## How Much Can I Expect To Lose In Pinball?

This weekend, all going well, I’ll be going to the Michigan state pinball championship contest. There, I will lose in the first round.

I’m not trying to run myself down. But I know who I’m scheduled to play in the first round, and she’s quite a good player. She’s the state’s highest-ranked woman playing competitive pinball. So she starts off being better than me. And then the venue is one she gets to play in more than I do. Pinball, a physical thing, is idiosyncratic. The reflexes you build practicing on one table can betray you on a strange machine. She’s had more chance to practice on the games we have and that pretty well settles the question. I’m still showing up, of course, and doing my best. Stranger things have happened than my winning a game. But I’m going in with I hope realistic expectations.

That bit about having realistic expectations, though, makes me ask what are realistic expectations. The first round is a best-of-seven match. How many games should I expect to win? And that becomes a probability question. It’s a great question to learn on, too. Our match is straightforward to model: we play up to seven times. Each time we play one or the other wins.

So we can start calculating. There’s some probability I have of winning any particular game. Call that number ‘p’. It’s at least zero (I’m not sure to lose) but it’s less than one (I’m not sure to win). Let’s suppose the probability of my winning never changes over the course of seven games. I will come back to the card I palmed there. If we’re playing 7 games, and I have a chance ‘p’ of winning any one of them, then the number of games I can expect to win is 7 times ‘p’. This is the number of wins you might expect if you were called on in class and had no idea and bluffed the first thing that came to mind. Sometimes that works.

7 times p isn’t very enlightening. What number is ‘p’, after all? And I don’t know exactly. The International Flipper Pinball Association tracks how many times I’ve finished a tournament or league above her and vice-versa. We’ve played in 54 recorded events together, and I’ve won 23 and lost 29 of them. (We’ve tied twice.) But that isn’t all head-to-head play. It counts matches where I’m beaten by someone she goes on to beat as her beating me, and vice-versa. And it includes a lot of playing not at the venue. I lack statistics and must go with my feelings. I’d estimate my chance of beating her at about one in three. Let’s say ‘p’ is 1/3 until we get evidence to the contrary. It is “Flipper Pinball” because the earliest pinball machines had no flippers. You plunged the ball into play and nudged the machine a little to keep it going somewhere you wanted. (The game Simpsons Pinball Party has a moment where Grampa Simpson says, “back in my day we didn’t have flippers”. It’s the best kind of joke, the one that is factually correct.)

Seven times one-third is not a difficult problem. It comes out to two and a third, raising the question of how one wins one-third of a pinball game.

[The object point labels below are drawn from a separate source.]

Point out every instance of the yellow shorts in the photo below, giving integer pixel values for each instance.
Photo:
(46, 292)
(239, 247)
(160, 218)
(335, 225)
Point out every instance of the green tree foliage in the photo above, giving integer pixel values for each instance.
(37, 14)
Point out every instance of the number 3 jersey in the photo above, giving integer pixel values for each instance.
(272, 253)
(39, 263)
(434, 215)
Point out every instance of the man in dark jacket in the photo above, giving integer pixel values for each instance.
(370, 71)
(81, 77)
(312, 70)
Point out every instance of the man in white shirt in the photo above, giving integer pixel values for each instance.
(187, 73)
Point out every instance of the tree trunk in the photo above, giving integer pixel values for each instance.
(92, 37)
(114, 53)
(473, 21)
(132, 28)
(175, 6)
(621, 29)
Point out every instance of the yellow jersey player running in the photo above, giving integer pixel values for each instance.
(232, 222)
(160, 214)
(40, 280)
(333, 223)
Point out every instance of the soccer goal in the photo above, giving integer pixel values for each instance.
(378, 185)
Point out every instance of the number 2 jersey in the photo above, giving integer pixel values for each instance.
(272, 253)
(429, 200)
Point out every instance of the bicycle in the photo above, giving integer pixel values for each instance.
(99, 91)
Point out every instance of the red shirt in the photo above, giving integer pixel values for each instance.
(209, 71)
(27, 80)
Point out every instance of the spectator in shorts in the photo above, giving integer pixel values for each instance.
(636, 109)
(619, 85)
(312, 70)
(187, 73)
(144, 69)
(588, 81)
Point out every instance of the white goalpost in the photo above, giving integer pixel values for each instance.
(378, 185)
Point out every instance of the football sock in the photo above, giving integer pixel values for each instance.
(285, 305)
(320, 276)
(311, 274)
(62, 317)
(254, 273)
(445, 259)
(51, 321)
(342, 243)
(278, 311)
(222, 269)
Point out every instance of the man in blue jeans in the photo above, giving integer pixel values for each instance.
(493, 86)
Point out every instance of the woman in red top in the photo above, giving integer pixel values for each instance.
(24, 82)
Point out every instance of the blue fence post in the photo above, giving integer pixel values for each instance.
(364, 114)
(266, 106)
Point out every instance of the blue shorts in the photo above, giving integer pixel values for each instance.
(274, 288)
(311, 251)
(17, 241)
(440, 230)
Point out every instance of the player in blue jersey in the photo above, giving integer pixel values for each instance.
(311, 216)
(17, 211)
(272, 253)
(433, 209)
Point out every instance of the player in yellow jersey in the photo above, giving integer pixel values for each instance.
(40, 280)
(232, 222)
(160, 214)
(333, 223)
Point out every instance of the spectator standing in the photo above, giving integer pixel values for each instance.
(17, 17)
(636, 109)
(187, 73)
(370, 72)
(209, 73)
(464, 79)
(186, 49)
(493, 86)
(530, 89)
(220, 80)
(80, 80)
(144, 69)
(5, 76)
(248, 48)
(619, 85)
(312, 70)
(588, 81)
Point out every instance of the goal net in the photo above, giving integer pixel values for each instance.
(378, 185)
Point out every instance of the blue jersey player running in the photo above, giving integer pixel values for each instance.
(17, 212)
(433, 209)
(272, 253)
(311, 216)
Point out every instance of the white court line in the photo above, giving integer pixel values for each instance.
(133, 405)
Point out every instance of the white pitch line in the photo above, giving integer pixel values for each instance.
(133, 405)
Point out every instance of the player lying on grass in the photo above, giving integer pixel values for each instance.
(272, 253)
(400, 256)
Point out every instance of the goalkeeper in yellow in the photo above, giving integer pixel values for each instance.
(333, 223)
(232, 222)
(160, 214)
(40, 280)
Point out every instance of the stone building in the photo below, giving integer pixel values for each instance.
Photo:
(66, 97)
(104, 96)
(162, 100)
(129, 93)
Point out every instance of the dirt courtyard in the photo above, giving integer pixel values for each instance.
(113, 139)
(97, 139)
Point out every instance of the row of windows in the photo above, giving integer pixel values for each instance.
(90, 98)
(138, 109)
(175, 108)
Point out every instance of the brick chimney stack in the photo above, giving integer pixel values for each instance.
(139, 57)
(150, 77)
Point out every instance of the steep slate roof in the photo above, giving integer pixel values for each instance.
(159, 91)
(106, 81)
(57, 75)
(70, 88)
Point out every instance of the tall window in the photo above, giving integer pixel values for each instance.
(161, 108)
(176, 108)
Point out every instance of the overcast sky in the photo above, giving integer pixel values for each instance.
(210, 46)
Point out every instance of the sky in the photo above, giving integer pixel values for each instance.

Most games involve playing three rounds, called balls, is the obvious observation. But this one-third of a game is an average. Imagine the two of us playing three thousand seven-game matches, without either of us getting the least bit better or worse or collapsing of exhaustion. I would expect to win seven thousand of the games, or two and a third games per seven-game match.

Ah, but … that’s too high. I would expect to win two and a third games out of seven. But we probably won’t play seven. We’ll stop when she or I gets to four wins. This makes the problem hard. Hard is the wrong word. It makes the problem tedious. At least it threatens to. Things will get easy enough, but we have to go through some difficult parts first.

There are eight different ways that our best-of-seven match can end. She can win in four games. I can win in four games. She can win in five games. I can win in five games. She can win in six games. I can win in six games. She can win in seven games. I can win in seven games. There is some chance of each of those eight outcomes happening. And exactly one of those will happen; it’s not possible that she’ll win in four games and in five games, unless we lose track of how many games we’d played. They give us index cards to write results down. We won’t lose track.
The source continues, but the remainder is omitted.